Sinon, ils ne se joindront peut-être pas à nous - comme
nous avons besoin qu'ils le fassent - pour condamner et combattre
ceux qui usent de moyens violents et illégaux pour parvenir
à leurs fins ». Selon le Secrétaire général,
les activités que mène l'Organisation des Nations Unies
pour régler les conflits, combattre la pauvreté et défendre
les droits et libertés des hommes et des femmes du monde entier
font ainsi « partie intégrante du combat mondial contre
le terrorisme ». Kofi Annan a encore
rappelé la nécessité de parvenir à la
conclusion d’une convention contre le terrorisme, fondée sur
une définition largement partagée et solide de ce phénomène.
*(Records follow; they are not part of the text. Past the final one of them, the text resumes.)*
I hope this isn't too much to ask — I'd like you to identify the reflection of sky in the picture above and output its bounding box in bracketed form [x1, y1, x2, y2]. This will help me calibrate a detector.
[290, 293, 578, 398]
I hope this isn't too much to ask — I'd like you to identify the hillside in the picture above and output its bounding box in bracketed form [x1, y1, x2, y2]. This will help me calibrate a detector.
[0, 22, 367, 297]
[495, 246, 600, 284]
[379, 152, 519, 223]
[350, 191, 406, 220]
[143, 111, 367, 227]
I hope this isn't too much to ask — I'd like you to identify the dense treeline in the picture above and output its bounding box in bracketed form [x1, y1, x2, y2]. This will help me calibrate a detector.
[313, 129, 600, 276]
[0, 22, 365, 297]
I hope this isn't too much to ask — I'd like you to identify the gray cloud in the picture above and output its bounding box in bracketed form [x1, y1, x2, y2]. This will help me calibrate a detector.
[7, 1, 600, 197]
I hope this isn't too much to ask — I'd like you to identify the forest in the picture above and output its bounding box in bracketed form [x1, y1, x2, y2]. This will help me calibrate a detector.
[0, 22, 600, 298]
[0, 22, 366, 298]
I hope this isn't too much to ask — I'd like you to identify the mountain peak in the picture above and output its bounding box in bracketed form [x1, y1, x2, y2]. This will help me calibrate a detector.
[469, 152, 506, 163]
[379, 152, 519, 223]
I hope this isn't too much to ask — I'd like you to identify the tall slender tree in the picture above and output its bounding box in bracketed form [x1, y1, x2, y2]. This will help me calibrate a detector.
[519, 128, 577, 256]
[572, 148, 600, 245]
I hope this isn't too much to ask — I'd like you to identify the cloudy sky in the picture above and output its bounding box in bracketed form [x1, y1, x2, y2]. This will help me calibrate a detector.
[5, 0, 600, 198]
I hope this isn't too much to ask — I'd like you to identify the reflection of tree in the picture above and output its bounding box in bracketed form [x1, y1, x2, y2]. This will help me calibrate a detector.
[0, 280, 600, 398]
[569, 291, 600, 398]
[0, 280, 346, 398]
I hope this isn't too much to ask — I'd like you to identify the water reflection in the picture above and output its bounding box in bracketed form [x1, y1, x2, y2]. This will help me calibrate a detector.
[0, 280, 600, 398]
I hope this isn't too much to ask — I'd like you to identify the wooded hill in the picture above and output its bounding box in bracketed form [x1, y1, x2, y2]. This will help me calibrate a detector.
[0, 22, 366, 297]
Cet objectif était manifestement trop ambitieux pour la Conférence,
comme l’a remarqué le ministre saoudien des Affaires étrangères,
le prince Saoud al-Fayçal,
en confirmant que la conférence, dont le but était
de proposer des moyens de lutter contre le terrorisme, n'avait pas
pour objet de résoudre l'épineux problème de la
définition du terrorisme afin d'éviter le risque d'un
échec. Il a néanmoins suscité un échange
vif entre les délégués des Etats-Unis, de l'Iran
et de la Syrie au deuxième jour de la conférence. La
question de la définition du terrorisme avait été
abordée par le Groupe de personnalités de haut niveau,
qui a proposé une définition du terrorisme dans son rapport remis au Secrétaire général
le 2 décembre 2004. Dans sa résolution 51/210 du 17 décembre 1996,
par ailleurs, l’Assemblée générale de l’ONU a
créé un Comité spécial, dont les travaux
sont en cours, chargé de l’élaboration d’une convention
internationale sur le terrorisme.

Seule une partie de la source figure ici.